2019 China Securities Cup World AI Open

Uberdude · #1

This week was this AI competition. The final is today and tomorrow, FineArt has a 2-0 lead vs Golaxy. I think LeelaZero lost in the semi-final to Golaxy. There is commentary on the AGA twitch hosted by xhu, at the moment with Ohashi Hirofumi 6p commentating. Schedule at https://www.reddit.com/r/baduk/comments ... 019_china/. Here's the 2nd game with LZ following along, FineArt is black, won by resign.

Bill Spight · #2

LZ reckons that White's (Golaxy's) counterhane loses 4% (712 playouts) versus LZ's winrate evaluation at :b71:

, while the hanging connection in the center gains 1% (982 playouts) versus the same estimate. Does this 5% difference reflect Golaxy's error as a player, or LZ's error as an analyst at fewer than 1k playouts? (Or both? The two are not mutually exclusive, OC.

)

Bill Spight · #3

Maybe the fault, dear Brutus, lies in our bots, not in ourselves. Or rather, in our use of our bots for analysis. See below.

White 308: LZ estimates White winning chances at 75% (405 playouts).

Black 309: makes the obvious (to humans) response. LZ now estimates White's winning chances to be 10½% worse, only 64½%.

Did LZ not see that reply? Surely it did, but misevaluated its significance. Or is misevaluating the current position. Or both.

White 310: Golaxy plays a throw-in atari, which caters to a mistake by Black. According to LZ it loses 21½% (64 playouts), reducing White's chances of winning to 43%. :shock:

Really? (No, not really, with only 64 playouts.

)

Black 311: Fine Art makes the obvious capture of the throw-in stone, thereby losing 16% (313 playouts), to give it only a 40% chance of winning the game. According to LZ.

White 312: This is the theoretically largest play, gaining (on average) 1¾ pt. by area scoring. The alternative is to fill the ko in the bottom right, gaining on average 1⅔ pt.

Black 313: Nutso, by human standards. There is nothing to lose, and everything to gain, by taking the ko with sente instead of forcing White to fill the ko. Still, only an inaccuracy. According to LZ it gains 8½% (330 playouts) to make Black the slight favorite.

Edit: Perhaps I should not say nutso. It is true that Black loses nothing, either in theory or practice, by taking the ko. However, if Black takes the ko and White connects the dame, White is komaster of the remaining ko, and Black should fill it instead of playing the gote on the left side. Whether Black should answer White's ko threat at D-08 is not exactly obvious. If Black does answer and runs out of ko threats, then Black should play as FineArt did and play the "nutso" move before taking the gote on the left side to prevent White from getting the last dame and winning by ½ pt.

White 314: The obviously (to humans) correct reply, losing 7%, (647 playouts), according to LZ.

Black 315: The last play before the dame stage, gaining 1½ pts. of area.

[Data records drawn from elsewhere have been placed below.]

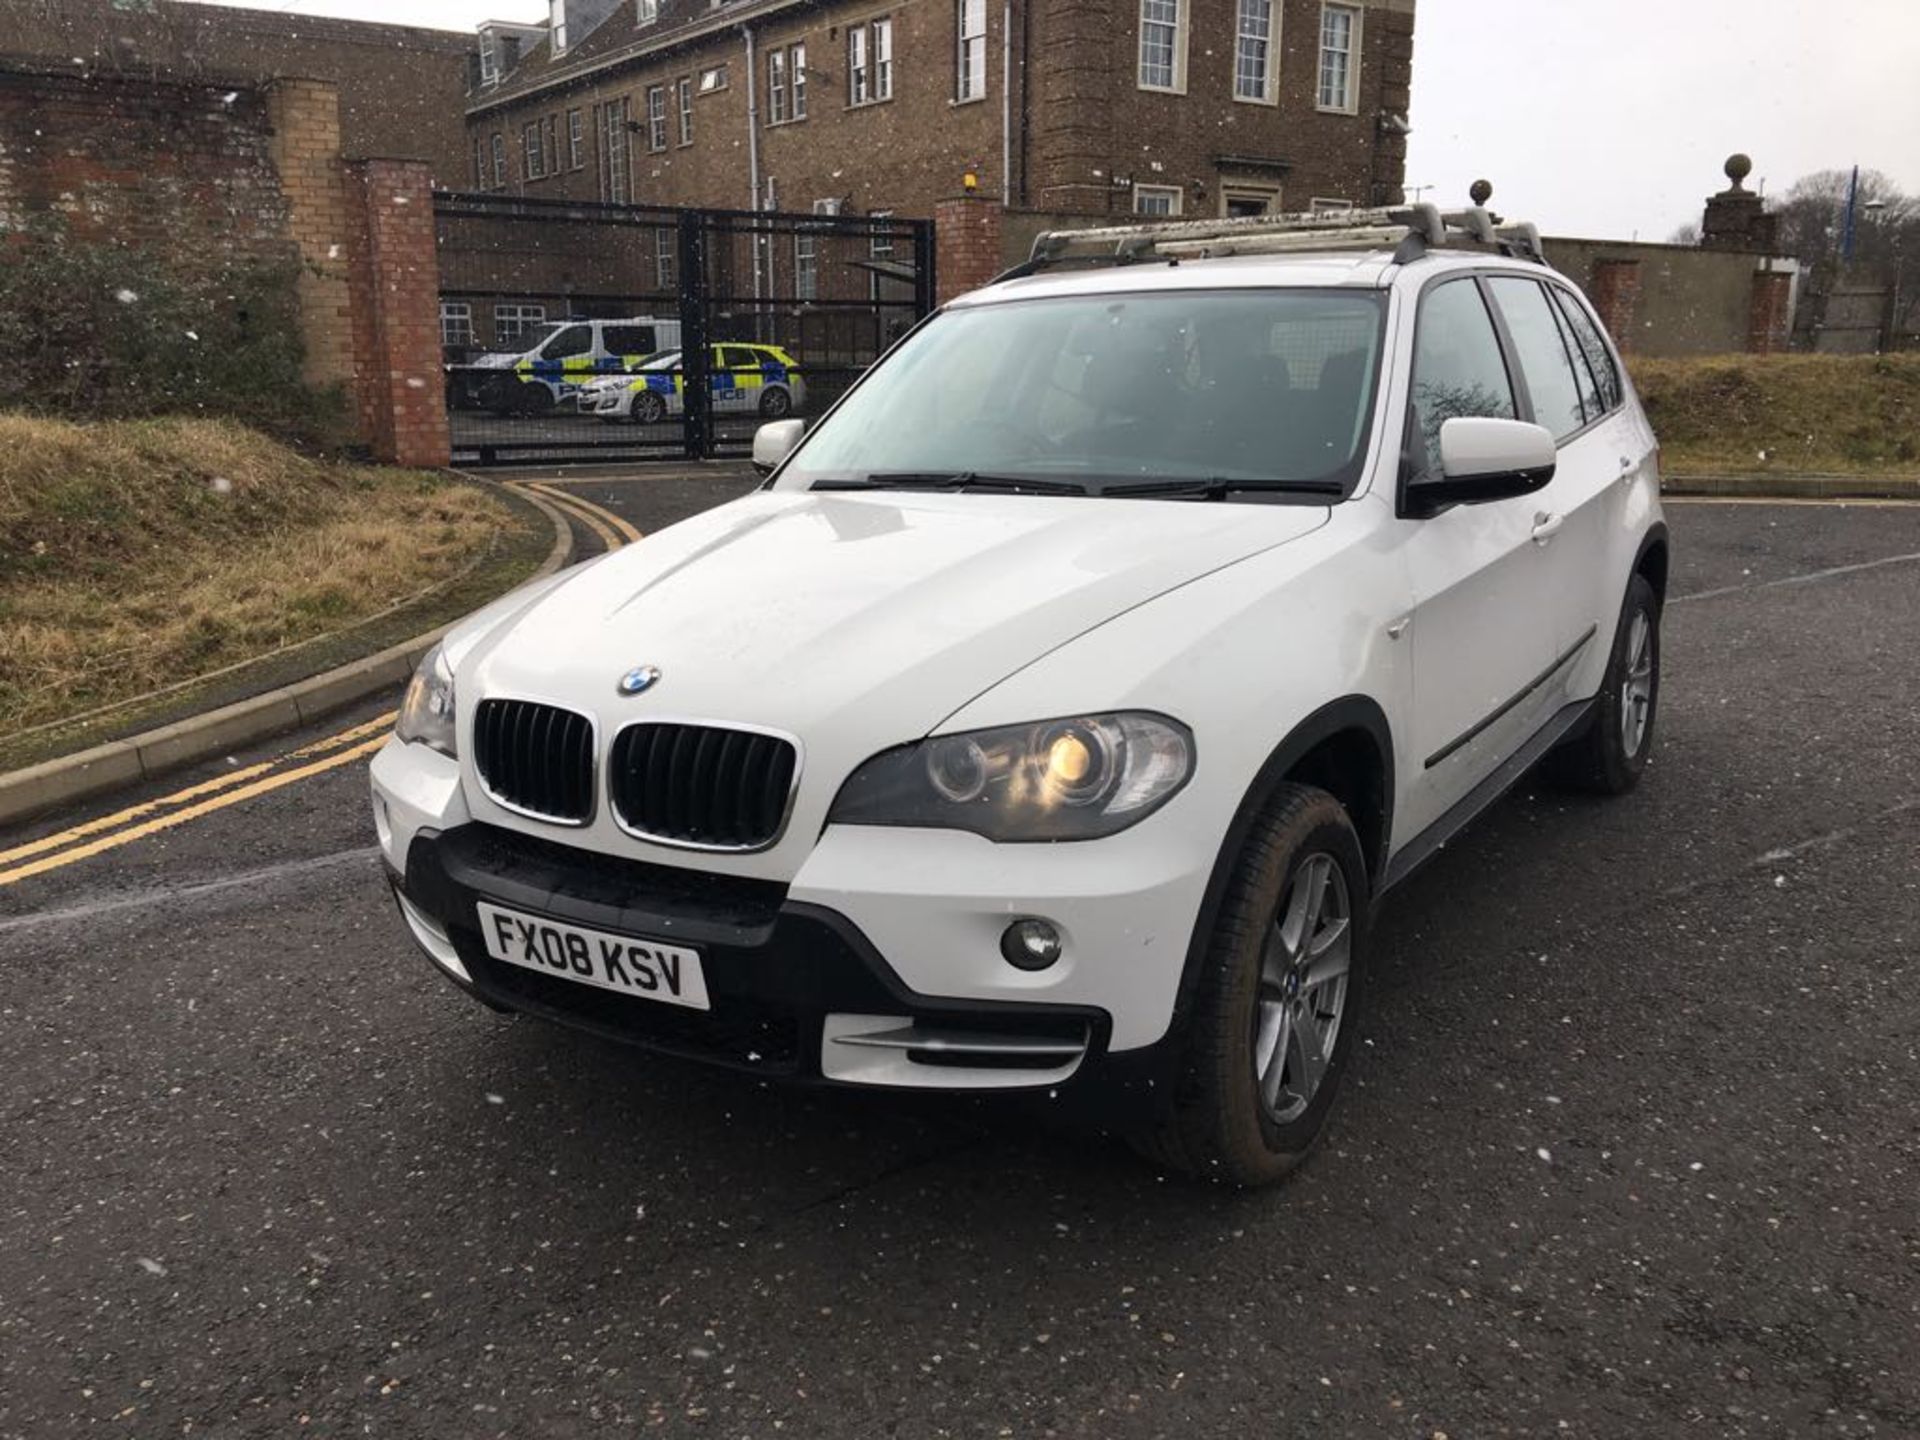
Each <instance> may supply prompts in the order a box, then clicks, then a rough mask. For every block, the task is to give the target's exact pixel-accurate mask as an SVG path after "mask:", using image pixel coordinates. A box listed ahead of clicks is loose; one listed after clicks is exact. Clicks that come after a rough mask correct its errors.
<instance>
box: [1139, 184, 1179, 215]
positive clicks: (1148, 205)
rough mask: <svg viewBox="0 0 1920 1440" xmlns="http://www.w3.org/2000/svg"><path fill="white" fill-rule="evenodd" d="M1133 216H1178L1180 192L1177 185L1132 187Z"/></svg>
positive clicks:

According to LZ it gains 8% (3.6k playouts), giving Black a 67% chance of winning. Really? With only dame left (and, as it turns out, 12 moves from the end), Black has only 2:1 odds of winning? This is not an error of fewer than 1k playouts, it is an error with almost 4k playouts. In its favor, FineArt was confident enough of a win to give up the advantage of taking the sente ko two moves before. OC, we do not know its evaluation. Edit: Actually, Black 313 is correct when White is komaster of the ko in the bottom right, to prevent White from getting the last dame at area scoring.

Elsewhere I have pointed out the lack of guidance to humans in using as analysts, bots trained as players. I rest my case.

Uberdude · #4

Bill, I wouldn't put much weight on the LZ percentages at such low playouts: I just have it pondering as I input the game. I only glanced at your thread about Winrate errors, but as lightvector said vs what? vs perfect play is just itself or 100% - self. vs the bot's best understanding of the position where we say that is what it says at near infinite playouts is more tractable comparison and can be studied. So we can ask what is the error in the Winrate at 100 or 1000 thousand playouts when we use that to estimate what that bot would think at a billion playouts. maybe a billion takes too long so we could take 10 million as "a lot" as that's what deepmind used for the AG teaching tool.

ps 72 involves a ladder so needs extra playouts.

Bill Spight · #5

Uberdude wrote:

Bill, I wouldn't put much weight on the LZ percentages at such low playouts: I just have it pondering as I input the game.

I don't put much, if any, weight on them, which was really the point of my first post.

Bill Spight wrote:

Does this 5% difference reflect Golaxy's error as a player, or LZ's error as an analyst at fewer than 1k playouts? (Or both? The two are not mutually exclusive, OC. )

Quote:

I only glanced at your thread about Winrate errors, but as lightvector said vs what? vs perfect play is just itself or 100% - self. vs the bot's best understanding of the position where we say that is what it says at near infinite playouts is more tractable comparison and can be studied. So we can ask what is the error in the Winrate at 100 or 1000 thousand playouts when we use that to estimate what that bot would think at a billion playouts. maybe a billion takes too long so we could take 10 million as "a lot" as that's what deepmind used for the AG teaching tool.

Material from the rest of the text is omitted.